Copyright 2006 THE DALLAS MORNING NEWS
By STEPHANIE SANDOVAL
The Dallas Morning News
Determining the cause of a fire is a little easier for Farmers Branch fire investigators these days now that all the equipment they need is at their fingertips.
Until recently, fire investigators had to lug their equipment around in the back of their pickups or sport utility vehicles.
Some of it may be in one vehicle, some in another.
“We used to put them in tubs, which shifted around,” Fire Marshal Timothy DeDear said.
Now, with the conversion of an old ambulance into a fire investigation unit, all their tools and paperwork are readily accessible.
“We have everything organized, know where everything is. It’s a perfect tool,” Marshal DeDear said of the new unit, unveiled last month as the Fire Department celebrated its 25th anniversary. “It stores a lot more equipment.
“In the past, we’d have a certain amount of equipment in each vehicle,” he said. “Sometimes you couldn’t swing getting every investigator out to a location, and you wouldn’t have all the equipment you needed.”
The unit already has been used to help Carrollton firefighters investigate a blaze, and it was used in the investigation of a multialarm fire at a Farmers Branch hotel last week.
The ambulance was a reserve vehicle that was no longer needed. The department had bought a new ambulance, and the older one was about to go to auction.

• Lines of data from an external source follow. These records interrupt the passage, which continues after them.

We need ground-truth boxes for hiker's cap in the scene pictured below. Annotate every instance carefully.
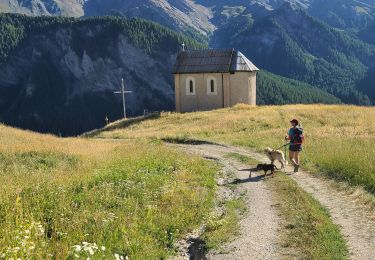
[290,119,299,125]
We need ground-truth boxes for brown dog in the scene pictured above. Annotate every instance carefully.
[264,147,288,169]
[249,164,279,178]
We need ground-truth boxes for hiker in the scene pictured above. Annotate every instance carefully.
[285,119,304,172]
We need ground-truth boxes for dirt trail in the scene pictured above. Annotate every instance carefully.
[178,145,281,260]
[175,144,375,260]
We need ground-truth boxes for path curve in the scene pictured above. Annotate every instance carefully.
[179,144,375,260]
[177,145,281,260]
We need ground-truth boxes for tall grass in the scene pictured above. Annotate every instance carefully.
[0,126,217,259]
[98,105,375,194]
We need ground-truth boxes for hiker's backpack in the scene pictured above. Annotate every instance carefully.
[291,126,305,144]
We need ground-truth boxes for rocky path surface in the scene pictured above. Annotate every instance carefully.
[178,145,281,260]
[173,144,375,260]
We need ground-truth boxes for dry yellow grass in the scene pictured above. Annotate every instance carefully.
[98,105,375,193]
[0,125,217,259]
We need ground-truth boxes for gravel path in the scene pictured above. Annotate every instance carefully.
[229,148,375,260]
[178,145,281,260]
[178,144,375,260]
[178,142,375,260]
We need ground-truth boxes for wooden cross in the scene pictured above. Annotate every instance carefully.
[114,78,133,119]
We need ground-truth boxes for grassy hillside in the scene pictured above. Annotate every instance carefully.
[0,125,217,259]
[93,105,375,194]
[257,70,342,105]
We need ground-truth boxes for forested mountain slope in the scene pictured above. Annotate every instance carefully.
[0,15,203,135]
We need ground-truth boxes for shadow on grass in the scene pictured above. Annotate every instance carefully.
[82,113,160,138]
[189,238,207,260]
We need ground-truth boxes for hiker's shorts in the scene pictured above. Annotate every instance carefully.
[289,144,302,152]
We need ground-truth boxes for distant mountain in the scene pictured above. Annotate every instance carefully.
[257,70,342,105]
[0,0,375,34]
[0,15,204,135]
[0,14,341,135]
[220,4,375,105]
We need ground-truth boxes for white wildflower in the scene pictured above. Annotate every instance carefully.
[73,245,82,252]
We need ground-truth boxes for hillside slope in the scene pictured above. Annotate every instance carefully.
[0,124,217,259]
[0,15,203,135]
[94,105,375,194]
[0,15,341,136]
[220,5,375,105]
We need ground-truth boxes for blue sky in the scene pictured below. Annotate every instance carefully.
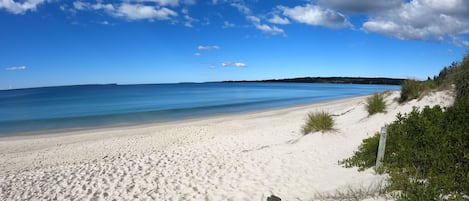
[0,0,469,89]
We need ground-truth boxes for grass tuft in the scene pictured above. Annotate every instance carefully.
[366,93,386,115]
[303,112,334,135]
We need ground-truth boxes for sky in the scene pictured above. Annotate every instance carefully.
[0,0,469,89]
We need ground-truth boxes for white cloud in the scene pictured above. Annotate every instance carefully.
[5,66,26,70]
[113,3,178,20]
[0,0,46,14]
[221,62,247,68]
[278,4,351,28]
[73,1,90,10]
[181,8,194,27]
[246,16,285,35]
[267,15,290,24]
[73,1,178,20]
[363,0,469,40]
[231,2,251,15]
[222,21,235,29]
[130,0,179,6]
[318,0,402,13]
[197,45,220,50]
[461,40,469,47]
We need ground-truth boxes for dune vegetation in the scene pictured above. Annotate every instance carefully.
[340,54,469,200]
[303,111,334,135]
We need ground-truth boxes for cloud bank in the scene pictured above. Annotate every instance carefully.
[5,66,26,71]
[0,0,469,46]
[221,62,247,68]
[197,45,220,50]
[0,0,46,14]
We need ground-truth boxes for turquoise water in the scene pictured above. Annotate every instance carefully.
[0,83,399,136]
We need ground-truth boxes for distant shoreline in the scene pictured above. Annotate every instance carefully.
[224,77,406,85]
[0,77,406,91]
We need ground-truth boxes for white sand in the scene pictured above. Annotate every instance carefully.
[0,92,452,201]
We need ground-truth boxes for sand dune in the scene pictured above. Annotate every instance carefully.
[0,92,453,201]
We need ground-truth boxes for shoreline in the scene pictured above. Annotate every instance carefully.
[0,93,374,141]
[0,91,453,200]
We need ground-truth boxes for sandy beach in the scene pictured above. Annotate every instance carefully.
[0,91,453,201]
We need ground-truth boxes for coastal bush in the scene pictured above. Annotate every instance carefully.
[339,133,380,171]
[455,54,469,98]
[366,93,386,115]
[341,103,469,200]
[339,54,469,200]
[303,111,334,135]
[399,79,424,103]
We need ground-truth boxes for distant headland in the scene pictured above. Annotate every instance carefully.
[224,77,406,85]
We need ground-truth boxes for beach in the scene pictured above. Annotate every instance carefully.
[0,91,453,201]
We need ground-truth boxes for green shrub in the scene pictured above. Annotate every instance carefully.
[455,54,469,98]
[303,112,334,135]
[366,93,386,115]
[342,103,469,200]
[399,80,424,103]
[339,133,380,171]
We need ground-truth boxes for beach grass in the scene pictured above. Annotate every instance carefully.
[303,111,334,135]
[366,93,386,115]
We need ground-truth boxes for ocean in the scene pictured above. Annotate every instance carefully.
[0,83,399,136]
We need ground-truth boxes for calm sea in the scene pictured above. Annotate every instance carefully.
[0,83,399,136]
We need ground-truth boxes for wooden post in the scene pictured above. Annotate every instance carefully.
[376,126,387,168]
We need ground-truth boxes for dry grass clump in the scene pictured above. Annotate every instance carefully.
[303,111,334,135]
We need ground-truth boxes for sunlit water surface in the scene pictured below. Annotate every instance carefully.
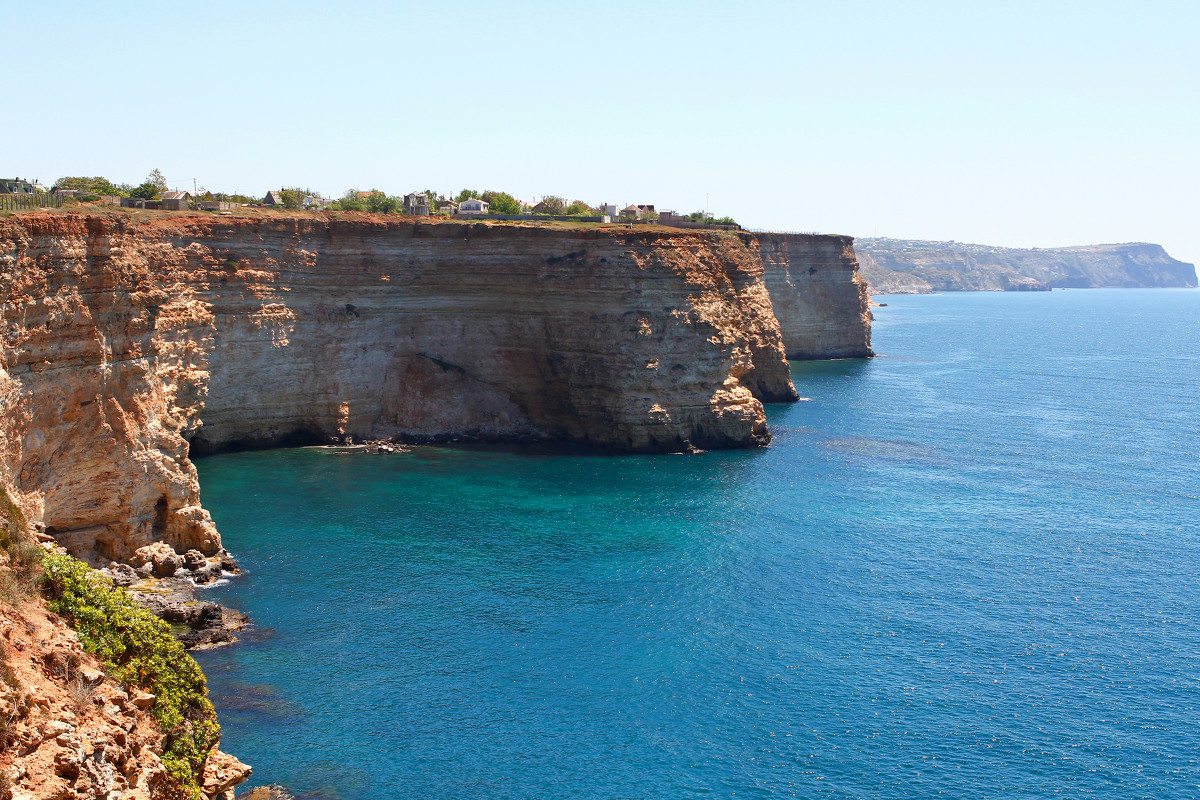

For less than $1,000, the department made the conversion, taking out the stretcher and the brackets that held it in place, building a tabletop and adding a lamp inside.
The ambulance’s multiple compartments, outside and inside, proved ideal places for a battery-operated saw, shovels, brooms, rakes and other tools. And there was space for a new generator and lights to help investigators work at night. There was no room for that in their smaller vehicles.

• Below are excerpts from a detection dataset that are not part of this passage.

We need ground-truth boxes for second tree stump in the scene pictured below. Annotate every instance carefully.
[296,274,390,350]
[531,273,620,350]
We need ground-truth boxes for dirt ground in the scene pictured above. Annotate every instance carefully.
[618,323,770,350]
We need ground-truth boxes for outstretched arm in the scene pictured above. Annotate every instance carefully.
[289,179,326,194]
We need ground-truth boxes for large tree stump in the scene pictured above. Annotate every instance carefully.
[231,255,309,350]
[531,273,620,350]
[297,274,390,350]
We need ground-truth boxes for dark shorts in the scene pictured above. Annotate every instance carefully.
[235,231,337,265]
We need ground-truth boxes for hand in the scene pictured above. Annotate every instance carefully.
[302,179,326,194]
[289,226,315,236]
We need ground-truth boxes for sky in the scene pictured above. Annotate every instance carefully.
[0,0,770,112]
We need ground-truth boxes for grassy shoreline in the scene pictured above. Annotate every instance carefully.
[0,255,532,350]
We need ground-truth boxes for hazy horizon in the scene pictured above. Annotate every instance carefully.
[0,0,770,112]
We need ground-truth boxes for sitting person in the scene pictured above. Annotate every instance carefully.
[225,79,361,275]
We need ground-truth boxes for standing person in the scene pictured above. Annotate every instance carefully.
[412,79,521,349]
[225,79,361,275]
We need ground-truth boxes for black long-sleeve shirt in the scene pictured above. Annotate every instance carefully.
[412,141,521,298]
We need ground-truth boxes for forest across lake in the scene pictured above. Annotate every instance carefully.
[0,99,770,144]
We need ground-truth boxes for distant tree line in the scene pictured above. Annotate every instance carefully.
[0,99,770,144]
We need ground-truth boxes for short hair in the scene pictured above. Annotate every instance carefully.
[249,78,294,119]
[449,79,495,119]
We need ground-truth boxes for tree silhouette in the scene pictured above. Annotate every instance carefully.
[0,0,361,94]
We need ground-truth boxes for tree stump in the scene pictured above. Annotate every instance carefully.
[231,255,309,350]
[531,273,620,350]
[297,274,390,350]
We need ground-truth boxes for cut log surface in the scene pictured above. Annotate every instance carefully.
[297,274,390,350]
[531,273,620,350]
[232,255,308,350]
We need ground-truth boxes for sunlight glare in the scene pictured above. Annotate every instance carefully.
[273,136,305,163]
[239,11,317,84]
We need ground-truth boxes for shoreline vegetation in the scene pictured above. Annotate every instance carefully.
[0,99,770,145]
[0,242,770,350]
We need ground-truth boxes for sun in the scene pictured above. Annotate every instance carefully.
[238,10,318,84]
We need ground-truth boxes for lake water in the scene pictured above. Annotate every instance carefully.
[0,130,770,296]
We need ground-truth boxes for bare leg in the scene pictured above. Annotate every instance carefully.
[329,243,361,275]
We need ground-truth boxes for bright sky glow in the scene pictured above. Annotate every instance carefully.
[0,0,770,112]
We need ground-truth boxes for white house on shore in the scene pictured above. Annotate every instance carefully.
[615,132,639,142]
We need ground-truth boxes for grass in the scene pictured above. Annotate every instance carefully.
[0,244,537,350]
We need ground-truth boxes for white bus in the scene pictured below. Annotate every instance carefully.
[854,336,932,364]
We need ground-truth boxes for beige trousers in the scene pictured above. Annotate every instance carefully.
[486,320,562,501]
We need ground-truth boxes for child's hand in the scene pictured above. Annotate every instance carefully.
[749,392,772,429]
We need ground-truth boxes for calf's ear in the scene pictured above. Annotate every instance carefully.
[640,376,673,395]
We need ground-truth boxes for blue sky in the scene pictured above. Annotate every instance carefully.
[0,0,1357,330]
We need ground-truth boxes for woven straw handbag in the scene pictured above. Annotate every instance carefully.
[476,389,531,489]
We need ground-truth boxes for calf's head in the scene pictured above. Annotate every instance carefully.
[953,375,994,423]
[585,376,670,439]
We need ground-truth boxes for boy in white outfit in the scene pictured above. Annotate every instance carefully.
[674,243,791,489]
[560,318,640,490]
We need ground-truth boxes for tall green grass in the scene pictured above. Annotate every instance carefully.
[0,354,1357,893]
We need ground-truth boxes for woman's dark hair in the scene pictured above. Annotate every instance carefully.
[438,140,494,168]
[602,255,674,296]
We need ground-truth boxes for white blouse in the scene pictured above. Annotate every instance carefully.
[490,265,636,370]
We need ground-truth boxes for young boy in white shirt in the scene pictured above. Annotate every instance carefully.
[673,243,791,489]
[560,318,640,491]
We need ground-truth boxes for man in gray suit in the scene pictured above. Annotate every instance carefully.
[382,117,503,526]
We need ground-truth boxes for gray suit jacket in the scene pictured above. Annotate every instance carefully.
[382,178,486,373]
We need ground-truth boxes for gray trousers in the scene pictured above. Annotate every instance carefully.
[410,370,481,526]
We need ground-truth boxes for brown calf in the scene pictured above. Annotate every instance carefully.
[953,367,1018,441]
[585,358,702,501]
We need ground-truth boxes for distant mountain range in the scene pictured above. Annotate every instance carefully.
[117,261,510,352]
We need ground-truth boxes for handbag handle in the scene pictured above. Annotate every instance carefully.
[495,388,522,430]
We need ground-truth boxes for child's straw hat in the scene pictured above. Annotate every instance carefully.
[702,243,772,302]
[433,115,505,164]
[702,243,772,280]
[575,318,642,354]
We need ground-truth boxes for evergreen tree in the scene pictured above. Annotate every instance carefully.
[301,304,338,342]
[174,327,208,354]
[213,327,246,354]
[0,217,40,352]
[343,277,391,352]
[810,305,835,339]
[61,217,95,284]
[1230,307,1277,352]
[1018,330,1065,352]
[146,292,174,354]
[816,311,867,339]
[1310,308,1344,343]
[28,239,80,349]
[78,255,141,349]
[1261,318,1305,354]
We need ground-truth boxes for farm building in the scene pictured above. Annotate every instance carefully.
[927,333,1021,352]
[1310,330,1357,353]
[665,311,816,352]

External compartments provide the ideal location to store containers with hazardous materials - samples of suspected fire accelerants taken from the fire scene.
But most important, Marshal DeDear says, the unit gives investigators a sheltered place to meet and do paperwork, and to interview victims, witnesses and suspects.
“We would have to sit and discuss things in the elements, where it could be raining or cold or extremely hot,” he said. “You have privacy in this unit, where you have to be careful what you say out in the open.”
Carrollton fire investigators have a pickup with compartments rigged to carry their equipment.
“But you can’t get inside and stand up and have the privacy,” the fire marshal said.
The new unit also helps investigators assist residents who whose homes have burned.
Personal care items are stored inside the compartments. Investigators can grab a bag and put first-aid kits, shaving kits, diapers, toothbrushes, deodorant, shampoo, laundry detergent and other items together for the victims.
“When you lose everything, and all you have are the clothes on your back, this will help get you through a couple days,” the fire marshal said.